Bahamian regulators and court officials met this week with the US restructuring team in control of the failed crypto firm FTX in an attempt to resolve part of an unusual legal standoff that has embroiled the company’s bankruptcy case.
(Bloomberg) — Bahamian regulators and court officials met this week with the US restructuring team in control of the failed crypto firm FTX in an attempt to resolve part of an unusual legal standoff that has embroiled the company’s bankruptcy case.
Liquidators appointed by a court in the Bahamas are willing to drop their demand for immediate, online access to FTX systems, as long as they can get certain data stored on the computers, said a US lawyer describing the meeting in court on Friday. American lawyers for FTX have rebuffed Bahamas officials, saying government regulators can’t be trusted with “live” access to the company’s computers.
The issue is one of two legal fights pending in federal court in Wilmington, Delaware, where about 100 FTX units have filed Chapter 11 cases in order to collect as many missing assets as possible to pay creditors owed billions of dollars. The Bahamian liquidators also want US Bankruptcy Judge John Dorsey to recognize the case they filed in the islands’ Supreme Court as the primary restructuring effort. FTX lawyers are fighting that request.

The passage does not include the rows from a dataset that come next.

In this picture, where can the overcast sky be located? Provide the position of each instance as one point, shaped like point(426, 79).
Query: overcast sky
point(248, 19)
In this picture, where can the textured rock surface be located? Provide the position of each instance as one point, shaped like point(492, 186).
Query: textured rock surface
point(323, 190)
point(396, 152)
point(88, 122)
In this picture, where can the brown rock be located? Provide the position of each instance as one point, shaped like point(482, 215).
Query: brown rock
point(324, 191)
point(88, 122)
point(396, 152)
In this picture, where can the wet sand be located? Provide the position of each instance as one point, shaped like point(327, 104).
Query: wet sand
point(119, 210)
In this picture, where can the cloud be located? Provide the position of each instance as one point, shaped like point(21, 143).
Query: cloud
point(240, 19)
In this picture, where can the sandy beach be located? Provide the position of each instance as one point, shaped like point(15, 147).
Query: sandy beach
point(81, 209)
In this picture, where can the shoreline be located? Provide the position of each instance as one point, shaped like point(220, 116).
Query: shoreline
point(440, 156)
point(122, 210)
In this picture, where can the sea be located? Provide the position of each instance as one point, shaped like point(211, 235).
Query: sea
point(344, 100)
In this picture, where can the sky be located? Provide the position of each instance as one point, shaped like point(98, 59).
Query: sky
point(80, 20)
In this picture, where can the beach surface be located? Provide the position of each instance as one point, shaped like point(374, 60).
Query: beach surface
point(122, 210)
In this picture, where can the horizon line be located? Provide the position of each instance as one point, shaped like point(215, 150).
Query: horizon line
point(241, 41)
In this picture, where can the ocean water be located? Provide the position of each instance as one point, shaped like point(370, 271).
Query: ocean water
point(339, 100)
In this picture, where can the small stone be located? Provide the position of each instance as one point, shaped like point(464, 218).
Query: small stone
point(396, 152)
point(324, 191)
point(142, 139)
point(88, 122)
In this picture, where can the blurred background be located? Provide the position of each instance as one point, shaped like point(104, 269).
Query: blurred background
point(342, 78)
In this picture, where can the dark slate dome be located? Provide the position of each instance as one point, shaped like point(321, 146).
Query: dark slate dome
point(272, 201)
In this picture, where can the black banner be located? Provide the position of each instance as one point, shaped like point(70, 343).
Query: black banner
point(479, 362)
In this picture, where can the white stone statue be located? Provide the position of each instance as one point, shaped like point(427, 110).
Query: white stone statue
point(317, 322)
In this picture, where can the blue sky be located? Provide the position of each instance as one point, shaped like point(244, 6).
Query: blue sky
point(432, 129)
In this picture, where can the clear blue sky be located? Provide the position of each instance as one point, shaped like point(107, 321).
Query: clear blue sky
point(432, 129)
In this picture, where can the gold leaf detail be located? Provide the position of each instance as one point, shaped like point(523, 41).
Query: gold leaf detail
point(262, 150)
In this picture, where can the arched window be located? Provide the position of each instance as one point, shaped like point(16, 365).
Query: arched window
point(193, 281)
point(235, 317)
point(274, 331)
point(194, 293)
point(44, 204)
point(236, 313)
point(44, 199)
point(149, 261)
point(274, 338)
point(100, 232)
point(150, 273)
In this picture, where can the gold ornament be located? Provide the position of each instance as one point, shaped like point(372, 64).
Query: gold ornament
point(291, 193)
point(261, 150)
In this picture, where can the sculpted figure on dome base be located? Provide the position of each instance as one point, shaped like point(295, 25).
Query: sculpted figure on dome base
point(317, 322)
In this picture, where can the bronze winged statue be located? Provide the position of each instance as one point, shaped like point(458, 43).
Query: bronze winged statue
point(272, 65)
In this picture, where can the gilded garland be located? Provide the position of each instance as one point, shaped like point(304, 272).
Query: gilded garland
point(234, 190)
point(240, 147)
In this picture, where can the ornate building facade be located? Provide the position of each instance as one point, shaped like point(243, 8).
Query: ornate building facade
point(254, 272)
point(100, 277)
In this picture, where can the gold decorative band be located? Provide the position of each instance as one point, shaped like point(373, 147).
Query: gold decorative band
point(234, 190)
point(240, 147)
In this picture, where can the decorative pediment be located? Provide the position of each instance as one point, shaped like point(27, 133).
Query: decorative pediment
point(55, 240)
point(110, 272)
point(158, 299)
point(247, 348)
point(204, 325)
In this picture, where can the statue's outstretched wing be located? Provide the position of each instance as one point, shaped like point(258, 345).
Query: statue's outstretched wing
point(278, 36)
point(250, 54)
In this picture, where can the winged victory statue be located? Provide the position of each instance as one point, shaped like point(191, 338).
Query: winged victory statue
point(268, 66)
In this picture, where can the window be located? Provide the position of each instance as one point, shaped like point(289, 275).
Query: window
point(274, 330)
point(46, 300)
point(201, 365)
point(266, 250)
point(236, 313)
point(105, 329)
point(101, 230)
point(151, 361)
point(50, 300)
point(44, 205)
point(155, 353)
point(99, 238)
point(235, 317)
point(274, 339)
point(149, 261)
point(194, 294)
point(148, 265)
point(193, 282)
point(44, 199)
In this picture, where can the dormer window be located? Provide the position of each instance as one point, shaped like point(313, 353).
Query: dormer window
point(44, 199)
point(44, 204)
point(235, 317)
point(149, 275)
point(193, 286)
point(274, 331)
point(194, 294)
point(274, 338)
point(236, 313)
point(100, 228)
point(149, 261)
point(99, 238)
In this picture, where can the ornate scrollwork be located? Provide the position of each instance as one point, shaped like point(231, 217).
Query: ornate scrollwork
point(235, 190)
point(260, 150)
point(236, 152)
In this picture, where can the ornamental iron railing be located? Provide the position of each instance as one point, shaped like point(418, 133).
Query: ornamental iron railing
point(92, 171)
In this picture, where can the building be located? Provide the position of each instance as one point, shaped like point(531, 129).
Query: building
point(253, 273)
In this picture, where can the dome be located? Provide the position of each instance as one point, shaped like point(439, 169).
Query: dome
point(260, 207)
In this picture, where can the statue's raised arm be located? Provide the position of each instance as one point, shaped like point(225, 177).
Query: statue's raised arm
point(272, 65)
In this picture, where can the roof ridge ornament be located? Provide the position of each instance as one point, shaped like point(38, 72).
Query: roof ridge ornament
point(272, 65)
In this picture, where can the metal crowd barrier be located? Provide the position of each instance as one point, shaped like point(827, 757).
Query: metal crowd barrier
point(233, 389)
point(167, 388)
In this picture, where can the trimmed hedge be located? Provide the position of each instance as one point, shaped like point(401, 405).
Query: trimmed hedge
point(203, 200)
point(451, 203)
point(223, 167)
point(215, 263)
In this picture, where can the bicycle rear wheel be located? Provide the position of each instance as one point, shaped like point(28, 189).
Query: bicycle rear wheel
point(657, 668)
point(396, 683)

The two sides said they hope to resolve both issues as they continue negotiating.
‘Really Interfering’
The computer access feud “is really interfering with the liquidators’ ability to do their job,” Jason Zakia, a lawyer for the liquidators said during a video court hearing Friday morning. Bahamian liquidators argue they’re entitled to access to the computer network so they can clean up a locally based subsidiary.
The liquidators will accept “static” access to the data for now, Zakia said. In an earlier hearing, FTX lawyer James Bromley had said FTX would only give the Bahamas limited access to information stored on company servers.
Should the two sides fail to cut a deal on data access, Dorsey is scheduled to hold a mini-trial on Jan. 6. The FTX team said it would put on evidence showing that the Bahamas have colluded with FTX founder Sam Bankman-Fried, a charge the Bahamas lawyers deny. Bankman-Fried is under arrest in the Bahamas and faces fraud charges in the US.
The liquidators control a single FTX entity, called FTX Digital, which is being supervised by a court in the Bahamas. The American team controls nearly all the rest of Bankman-Fried’s former empire, which filed for court protection from creditors on Nov. 11. That means most of the assets, wherever they are located, are likely under the authority of Dorsey.
In a court filing Monday, the liquidators demanded that a property-owning unit be dismissed from bankruptcy in Delaware and sold for parts in the Bahamas.
Among other things, they say the real estate should be liquidated in the Bahamas because the unit that owns it has no connection to the US — not even a bank account. They also claim that two signatures were required to put property-holding unit into bankruptcy in the US., but that only Bankman-Fried authorized the filing, so it is illegal.
The case is FTX Trading Ltd., 22-11068, US. Bankruptcy Court for the District of Delaware.